Jeremy C. Reed | 2 Jul 2009 23:10

trial buildbot.test failures on NetBSD

I am testing BuildBot version 0.7.10p1 on NetBSD/i386 4.99.62. I plan on 
importing this as a "pkgsrc" package. My existing installed pkgsrc 
dependencies are py25-setuptools-0.6c9, py25-twisted-8.1.0, and 
python25-2.5.2nb5. (Plus I hope to use BuildBot to automate builds and 
tests on several platforms for an upcoming modular, high performance, 
lightweight DNS server.) Thank you for your BuildBot software!

The "/usr/bin/env PYTHONPATH =. trial buildbot.test" had some problems.

FAILED (skips=39, failures=12, errors=14, successes=354)

The following is the output with most of the OK and SKIPPED removed. I 
don't know if this is NetBSD or pkgsrc related or maybe this is normal.

If this is covered in docs or there is a better way for me to share these 
issues, please let me know. (Yes, I am new to Buildbot :)

Traceback (most recent call last):
  File "usr/pkg/lib/python2.5/site-packages/twisted/python/usage.py", line 241, in parseOptions

  File "usr/pkg/lib/python2.5/site-packages/twisted/scripts/trial.py", line 293, in postOptions

  File "usr/pkg/lib/python2.5/site-packages/twisted/scripts/trial.py", line 279, in _loadReporterByName

  File "usr/pkg/lib/python2.5/site-packages/twisted/plugin.py", line 200, in getPlugins

--- <exception caught here> ---
  File "usr/pkg/lib/python2.5/site-packages/twisted/plugin.py", line 179, in getCache

  File "usr/pkg/lib/python2.5/site-packages/twisted/python/filepath.py", line 574, in setContent
(Continue reading)

Dustin J. Mitchell | 3 Jul 2009 18:22
Favicon
Gravatar

Re: trial buildbot.test failures on NetBSD

On Thu, Jul 2, 2009 at 5:10 PM, Jeremy C. Reed<reed@...> wrote:
> FAILED (skips=39, failures=12, errors=14, successes=354)

Hmm, I assume there's some common cause behind all of these.  The
thing I noticed is that all of those tests involve starting a new
buildslave and communicating (via TCP) with it.  Is this something
that your system may make difficult?

Dustin

--

-- 
Open Source Storage Engineer
http://www.zmanda.com

------------------------------------------------------------------------------
Jeremy C. Reed | 3 Jul 2009 20:08

Re: trial buildbot.test failures on NetBSD

On Fri, 3 Jul 2009, Dustin J. Mitchell wrote:

> On Thu, Jul 2, 2009 at 5:10 PM, Jeremy C. Reed<reed@...> wrote:
> > FAILED (skips=39, failures=12, errors=14, successes=354)
> 
> Hmm, I assume there's some common cause behind all of these.  The
> thing I noticed is that all of those tests involve starting a new
> buildslave and communicating (via TCP) with it.  Is this something
> that your system may make difficult?

Nothing that I know about.

Note I am running the trial buildbot.test as a non-root user.

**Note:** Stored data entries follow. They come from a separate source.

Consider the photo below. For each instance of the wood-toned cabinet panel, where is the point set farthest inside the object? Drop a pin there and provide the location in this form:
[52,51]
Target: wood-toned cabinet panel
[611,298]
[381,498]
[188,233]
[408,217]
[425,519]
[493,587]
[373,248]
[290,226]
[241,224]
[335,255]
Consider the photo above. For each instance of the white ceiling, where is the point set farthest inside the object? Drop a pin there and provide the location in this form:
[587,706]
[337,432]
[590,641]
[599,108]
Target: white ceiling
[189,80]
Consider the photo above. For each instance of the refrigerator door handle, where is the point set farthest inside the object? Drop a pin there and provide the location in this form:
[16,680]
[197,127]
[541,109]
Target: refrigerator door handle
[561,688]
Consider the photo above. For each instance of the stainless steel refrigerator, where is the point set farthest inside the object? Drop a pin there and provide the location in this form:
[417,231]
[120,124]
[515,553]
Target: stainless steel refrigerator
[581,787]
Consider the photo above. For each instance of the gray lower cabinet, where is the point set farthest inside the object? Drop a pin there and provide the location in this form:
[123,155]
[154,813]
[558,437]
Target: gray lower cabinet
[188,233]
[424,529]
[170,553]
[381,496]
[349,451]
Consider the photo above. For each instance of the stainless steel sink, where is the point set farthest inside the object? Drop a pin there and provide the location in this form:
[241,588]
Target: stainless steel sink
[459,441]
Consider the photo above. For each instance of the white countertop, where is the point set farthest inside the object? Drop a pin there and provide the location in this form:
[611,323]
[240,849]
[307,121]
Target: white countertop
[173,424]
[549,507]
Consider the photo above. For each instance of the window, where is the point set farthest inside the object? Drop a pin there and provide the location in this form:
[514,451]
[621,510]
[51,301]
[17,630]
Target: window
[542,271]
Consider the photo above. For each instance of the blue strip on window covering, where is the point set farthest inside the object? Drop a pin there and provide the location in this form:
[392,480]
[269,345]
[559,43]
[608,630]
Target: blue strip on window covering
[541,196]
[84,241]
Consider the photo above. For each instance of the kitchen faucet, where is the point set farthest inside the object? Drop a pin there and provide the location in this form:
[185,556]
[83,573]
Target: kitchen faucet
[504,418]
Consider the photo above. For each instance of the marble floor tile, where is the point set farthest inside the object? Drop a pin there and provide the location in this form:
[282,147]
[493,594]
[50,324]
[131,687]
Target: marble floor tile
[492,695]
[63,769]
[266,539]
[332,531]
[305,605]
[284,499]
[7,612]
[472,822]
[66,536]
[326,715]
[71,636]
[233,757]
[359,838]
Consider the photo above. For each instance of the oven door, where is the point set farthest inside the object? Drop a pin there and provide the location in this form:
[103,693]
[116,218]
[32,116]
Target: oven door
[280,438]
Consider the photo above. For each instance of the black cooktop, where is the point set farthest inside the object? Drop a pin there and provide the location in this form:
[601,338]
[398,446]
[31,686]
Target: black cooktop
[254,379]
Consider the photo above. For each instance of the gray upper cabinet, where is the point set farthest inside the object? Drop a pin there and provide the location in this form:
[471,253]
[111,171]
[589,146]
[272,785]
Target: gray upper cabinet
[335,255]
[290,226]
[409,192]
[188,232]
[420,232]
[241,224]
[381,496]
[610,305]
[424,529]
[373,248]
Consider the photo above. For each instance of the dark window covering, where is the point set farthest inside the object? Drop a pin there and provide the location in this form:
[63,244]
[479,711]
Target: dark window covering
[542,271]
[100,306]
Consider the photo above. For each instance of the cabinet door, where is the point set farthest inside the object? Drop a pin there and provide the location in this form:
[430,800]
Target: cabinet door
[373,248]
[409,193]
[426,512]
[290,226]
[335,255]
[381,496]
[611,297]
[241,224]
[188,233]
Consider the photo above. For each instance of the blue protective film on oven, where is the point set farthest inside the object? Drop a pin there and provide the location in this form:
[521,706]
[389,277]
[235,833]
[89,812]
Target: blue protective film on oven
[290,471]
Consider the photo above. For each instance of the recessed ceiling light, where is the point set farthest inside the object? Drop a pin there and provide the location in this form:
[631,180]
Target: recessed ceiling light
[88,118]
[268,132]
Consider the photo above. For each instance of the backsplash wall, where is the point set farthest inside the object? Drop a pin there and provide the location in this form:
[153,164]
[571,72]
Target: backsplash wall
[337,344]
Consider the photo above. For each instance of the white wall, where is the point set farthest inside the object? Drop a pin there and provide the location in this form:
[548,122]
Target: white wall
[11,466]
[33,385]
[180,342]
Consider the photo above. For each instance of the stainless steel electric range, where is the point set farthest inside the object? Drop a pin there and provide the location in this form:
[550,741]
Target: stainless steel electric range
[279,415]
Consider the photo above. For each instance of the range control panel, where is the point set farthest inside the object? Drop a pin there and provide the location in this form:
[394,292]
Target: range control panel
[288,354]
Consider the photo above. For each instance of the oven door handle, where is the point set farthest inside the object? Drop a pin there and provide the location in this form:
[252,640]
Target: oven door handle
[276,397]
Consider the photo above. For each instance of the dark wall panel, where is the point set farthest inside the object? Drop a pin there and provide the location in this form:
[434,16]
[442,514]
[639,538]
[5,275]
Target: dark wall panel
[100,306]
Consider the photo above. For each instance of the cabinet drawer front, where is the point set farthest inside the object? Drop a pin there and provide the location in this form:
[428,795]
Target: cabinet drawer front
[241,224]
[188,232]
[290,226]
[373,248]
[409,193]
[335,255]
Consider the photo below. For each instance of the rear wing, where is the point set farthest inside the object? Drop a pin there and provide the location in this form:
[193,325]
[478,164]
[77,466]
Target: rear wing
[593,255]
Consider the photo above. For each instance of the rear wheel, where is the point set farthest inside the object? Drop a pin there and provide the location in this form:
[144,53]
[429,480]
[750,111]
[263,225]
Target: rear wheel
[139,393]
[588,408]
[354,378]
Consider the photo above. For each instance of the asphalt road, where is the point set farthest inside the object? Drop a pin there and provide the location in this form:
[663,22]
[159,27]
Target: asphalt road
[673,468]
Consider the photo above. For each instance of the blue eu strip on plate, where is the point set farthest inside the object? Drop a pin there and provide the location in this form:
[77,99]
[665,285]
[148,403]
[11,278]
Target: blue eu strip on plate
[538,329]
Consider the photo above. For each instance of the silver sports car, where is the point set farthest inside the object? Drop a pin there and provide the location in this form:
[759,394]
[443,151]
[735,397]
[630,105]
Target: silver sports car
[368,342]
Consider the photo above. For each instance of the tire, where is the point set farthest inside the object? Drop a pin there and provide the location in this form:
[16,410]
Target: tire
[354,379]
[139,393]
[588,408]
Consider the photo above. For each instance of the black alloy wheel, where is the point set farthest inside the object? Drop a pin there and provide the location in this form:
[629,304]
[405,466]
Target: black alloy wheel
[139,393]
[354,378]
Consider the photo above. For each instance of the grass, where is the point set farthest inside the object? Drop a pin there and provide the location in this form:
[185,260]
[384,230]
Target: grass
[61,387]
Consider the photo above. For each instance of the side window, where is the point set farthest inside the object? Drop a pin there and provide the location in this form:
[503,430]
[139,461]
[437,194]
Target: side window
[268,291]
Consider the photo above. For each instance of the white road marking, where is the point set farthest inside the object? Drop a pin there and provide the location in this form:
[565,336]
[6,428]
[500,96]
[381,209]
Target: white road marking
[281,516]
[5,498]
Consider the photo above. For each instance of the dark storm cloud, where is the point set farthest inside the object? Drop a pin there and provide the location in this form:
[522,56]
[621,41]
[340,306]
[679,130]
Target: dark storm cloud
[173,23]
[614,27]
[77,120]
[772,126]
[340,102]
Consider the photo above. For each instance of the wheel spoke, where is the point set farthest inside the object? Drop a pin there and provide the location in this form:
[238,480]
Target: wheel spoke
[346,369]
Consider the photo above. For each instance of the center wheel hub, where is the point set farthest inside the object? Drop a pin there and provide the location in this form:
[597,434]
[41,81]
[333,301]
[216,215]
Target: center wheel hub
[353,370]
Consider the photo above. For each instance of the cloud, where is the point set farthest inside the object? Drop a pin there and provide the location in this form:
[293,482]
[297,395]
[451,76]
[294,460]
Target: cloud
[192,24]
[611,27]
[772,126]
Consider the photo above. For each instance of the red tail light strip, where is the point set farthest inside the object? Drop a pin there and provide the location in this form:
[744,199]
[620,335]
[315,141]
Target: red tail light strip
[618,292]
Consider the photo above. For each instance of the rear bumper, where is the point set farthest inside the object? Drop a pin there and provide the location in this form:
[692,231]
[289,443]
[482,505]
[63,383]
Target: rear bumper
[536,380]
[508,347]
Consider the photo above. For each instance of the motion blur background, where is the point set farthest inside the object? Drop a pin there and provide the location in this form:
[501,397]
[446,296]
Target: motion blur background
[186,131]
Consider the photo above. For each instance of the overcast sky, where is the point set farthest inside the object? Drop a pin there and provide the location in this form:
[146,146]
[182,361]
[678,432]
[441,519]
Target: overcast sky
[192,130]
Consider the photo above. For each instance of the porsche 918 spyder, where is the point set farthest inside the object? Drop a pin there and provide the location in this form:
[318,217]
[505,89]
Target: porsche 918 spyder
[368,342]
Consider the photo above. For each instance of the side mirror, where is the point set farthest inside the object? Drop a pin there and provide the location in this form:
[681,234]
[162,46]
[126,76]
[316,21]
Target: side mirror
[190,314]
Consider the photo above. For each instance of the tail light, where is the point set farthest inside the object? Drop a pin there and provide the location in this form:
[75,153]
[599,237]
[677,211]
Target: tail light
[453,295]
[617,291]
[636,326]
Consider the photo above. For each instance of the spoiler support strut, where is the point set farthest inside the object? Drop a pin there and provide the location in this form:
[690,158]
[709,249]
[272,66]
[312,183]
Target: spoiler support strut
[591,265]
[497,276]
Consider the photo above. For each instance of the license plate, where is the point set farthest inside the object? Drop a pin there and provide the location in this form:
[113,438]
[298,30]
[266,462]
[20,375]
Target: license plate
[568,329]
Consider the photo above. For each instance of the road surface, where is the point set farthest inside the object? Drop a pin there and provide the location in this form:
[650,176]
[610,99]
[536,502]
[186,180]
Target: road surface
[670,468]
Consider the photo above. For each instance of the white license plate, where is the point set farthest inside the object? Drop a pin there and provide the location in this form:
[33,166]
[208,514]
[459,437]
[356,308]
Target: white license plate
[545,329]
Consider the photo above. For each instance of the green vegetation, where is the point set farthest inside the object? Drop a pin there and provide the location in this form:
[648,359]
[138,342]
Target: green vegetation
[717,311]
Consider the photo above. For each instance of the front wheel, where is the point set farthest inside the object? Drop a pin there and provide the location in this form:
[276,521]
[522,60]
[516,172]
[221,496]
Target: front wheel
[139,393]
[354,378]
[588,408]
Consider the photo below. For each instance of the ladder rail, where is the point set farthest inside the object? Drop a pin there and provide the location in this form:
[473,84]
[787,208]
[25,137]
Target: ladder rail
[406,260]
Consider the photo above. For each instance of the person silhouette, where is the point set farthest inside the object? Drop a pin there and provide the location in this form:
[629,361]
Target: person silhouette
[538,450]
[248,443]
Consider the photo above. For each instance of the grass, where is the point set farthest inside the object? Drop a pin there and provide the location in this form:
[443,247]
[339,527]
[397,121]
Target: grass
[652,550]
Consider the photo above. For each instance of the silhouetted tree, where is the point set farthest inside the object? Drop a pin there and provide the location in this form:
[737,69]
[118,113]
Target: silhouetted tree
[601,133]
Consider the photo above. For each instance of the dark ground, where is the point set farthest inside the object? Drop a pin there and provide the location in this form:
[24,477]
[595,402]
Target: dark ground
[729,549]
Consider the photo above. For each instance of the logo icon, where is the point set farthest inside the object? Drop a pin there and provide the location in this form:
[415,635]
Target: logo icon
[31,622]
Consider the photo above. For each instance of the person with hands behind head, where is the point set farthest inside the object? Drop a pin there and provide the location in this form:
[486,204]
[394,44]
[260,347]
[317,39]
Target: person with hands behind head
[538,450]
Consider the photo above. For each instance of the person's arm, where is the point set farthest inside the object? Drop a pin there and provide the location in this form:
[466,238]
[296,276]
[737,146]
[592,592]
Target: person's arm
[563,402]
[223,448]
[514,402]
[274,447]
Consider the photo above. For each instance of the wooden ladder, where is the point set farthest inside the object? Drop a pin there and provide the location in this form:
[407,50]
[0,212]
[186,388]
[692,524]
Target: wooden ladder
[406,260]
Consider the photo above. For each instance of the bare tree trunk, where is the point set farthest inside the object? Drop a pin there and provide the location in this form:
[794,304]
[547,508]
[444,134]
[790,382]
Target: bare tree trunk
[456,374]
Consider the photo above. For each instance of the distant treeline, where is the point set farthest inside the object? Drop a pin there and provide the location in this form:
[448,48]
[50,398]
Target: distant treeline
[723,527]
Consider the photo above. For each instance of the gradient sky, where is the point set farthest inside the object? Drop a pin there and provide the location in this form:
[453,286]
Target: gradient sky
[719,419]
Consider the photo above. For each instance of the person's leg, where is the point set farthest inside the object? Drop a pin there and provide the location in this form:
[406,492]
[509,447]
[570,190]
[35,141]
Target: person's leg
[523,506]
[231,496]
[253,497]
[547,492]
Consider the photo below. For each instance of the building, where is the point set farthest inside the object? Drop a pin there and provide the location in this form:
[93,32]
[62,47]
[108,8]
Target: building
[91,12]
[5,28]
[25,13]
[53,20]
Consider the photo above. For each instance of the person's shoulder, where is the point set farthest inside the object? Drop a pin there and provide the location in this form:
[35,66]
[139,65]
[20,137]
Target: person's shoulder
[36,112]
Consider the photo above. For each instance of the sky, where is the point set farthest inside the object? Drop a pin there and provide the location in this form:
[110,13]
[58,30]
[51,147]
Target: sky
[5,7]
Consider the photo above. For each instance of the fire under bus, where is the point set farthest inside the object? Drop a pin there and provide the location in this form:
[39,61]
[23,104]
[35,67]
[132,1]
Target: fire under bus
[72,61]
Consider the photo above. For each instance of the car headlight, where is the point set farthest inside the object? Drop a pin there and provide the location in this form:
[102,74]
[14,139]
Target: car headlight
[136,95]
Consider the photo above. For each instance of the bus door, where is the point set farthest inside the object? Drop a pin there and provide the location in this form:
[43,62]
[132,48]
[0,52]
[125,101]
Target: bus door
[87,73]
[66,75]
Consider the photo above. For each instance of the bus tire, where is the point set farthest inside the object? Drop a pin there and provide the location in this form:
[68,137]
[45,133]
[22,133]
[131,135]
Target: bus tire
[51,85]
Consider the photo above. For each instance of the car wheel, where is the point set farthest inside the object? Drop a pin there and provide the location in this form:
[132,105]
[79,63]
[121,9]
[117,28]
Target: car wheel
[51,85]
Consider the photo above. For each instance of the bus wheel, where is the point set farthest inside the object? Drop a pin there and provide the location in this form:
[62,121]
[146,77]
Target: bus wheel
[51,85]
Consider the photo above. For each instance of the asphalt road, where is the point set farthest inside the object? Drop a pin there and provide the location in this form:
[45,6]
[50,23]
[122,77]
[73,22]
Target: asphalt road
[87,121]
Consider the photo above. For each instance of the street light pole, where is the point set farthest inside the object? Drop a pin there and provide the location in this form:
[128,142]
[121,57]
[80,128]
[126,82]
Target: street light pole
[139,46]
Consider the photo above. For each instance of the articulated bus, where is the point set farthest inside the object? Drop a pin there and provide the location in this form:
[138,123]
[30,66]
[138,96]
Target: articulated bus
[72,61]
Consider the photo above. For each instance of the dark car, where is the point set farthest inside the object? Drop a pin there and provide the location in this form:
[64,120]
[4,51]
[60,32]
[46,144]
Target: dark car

------------------------------------------------------------------------------
Dustin J. Mitchell | 5 Jul 2009 22:49
Favicon
Gravatar

Re: trial buildbot.test failures on NetBSD

Can you try running just one of the failing tests, and send me the
resulting trial.log?

Dustin Sallings has donated a FreeBSD 7 buildbot to the
new-and-improved metabuildbot.  Do you have a NetBSD system we could
use?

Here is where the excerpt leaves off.